K. Saccomanno scite author profile

Human nonfunctioning pituitary adenomas (NFPA) may produce CG in addition to the classical glycoprotein hormones (LH, FSH, and TSH). The aim of the present study was to localize LH beta, FSH beta, TSH beta, alpha-subunit (alpha SU), CG, and its beta-subunit (beta SU) in NFPA using a highly specific immunohistochemical technique. Nine NFPA, obtained at surgery, were processed for both electron microscopy and immunohistochemistry. Three tumors resulted oncocytomas, and six were null cell. Using an immunofluorescence technique, all tumors were positive for at least one glycoprotein; in particular, seven adenomas were markedly positive for CG beta, whereas only two were positive for the intact CG. No association among LH beta, FSH beta, and CG beta positivity could be demonstrated in the different adenomas. In the seven tumors positive for both CG beta and alpha SU, double fluorescence labeling demonstrated that six cases localized CG beta and alpha SU in different cells, but only one tumor showed the two subunits colocalized in the same cells.
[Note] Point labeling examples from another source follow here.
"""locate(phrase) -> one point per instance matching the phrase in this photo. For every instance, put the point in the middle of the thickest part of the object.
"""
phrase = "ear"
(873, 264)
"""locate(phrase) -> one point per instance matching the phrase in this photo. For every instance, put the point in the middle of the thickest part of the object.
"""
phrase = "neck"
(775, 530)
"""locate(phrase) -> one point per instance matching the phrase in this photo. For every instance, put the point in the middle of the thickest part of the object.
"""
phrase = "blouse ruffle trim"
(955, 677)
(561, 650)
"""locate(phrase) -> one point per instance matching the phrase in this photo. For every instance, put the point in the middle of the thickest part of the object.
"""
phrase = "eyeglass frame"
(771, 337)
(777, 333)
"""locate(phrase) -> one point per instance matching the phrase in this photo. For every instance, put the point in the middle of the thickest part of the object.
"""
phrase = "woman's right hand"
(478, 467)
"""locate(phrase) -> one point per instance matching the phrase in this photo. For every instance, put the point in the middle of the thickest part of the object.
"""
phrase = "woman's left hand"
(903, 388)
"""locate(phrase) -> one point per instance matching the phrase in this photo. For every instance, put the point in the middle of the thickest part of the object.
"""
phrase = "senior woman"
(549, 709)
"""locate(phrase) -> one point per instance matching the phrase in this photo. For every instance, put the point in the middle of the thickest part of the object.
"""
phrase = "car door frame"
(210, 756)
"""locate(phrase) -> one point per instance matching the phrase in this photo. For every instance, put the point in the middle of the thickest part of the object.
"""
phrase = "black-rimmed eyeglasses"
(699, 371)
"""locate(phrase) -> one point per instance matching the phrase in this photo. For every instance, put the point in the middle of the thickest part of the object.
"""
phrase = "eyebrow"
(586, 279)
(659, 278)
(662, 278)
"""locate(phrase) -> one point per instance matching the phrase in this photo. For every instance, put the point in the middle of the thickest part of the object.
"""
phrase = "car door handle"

These data confirm that pituitary tumors synthesize both alpha SU and beta SU of glycoprotein hormones; in particular, the present study indicates that the majority of NFPA is able to synthesize CG, particularly its beta SU. Moreover, the localization of CG beta and alpha SU in different tumoral cells might account for the preferential expression of beta SU and alpha SU instead of the intact hormonal molecules in NFPA.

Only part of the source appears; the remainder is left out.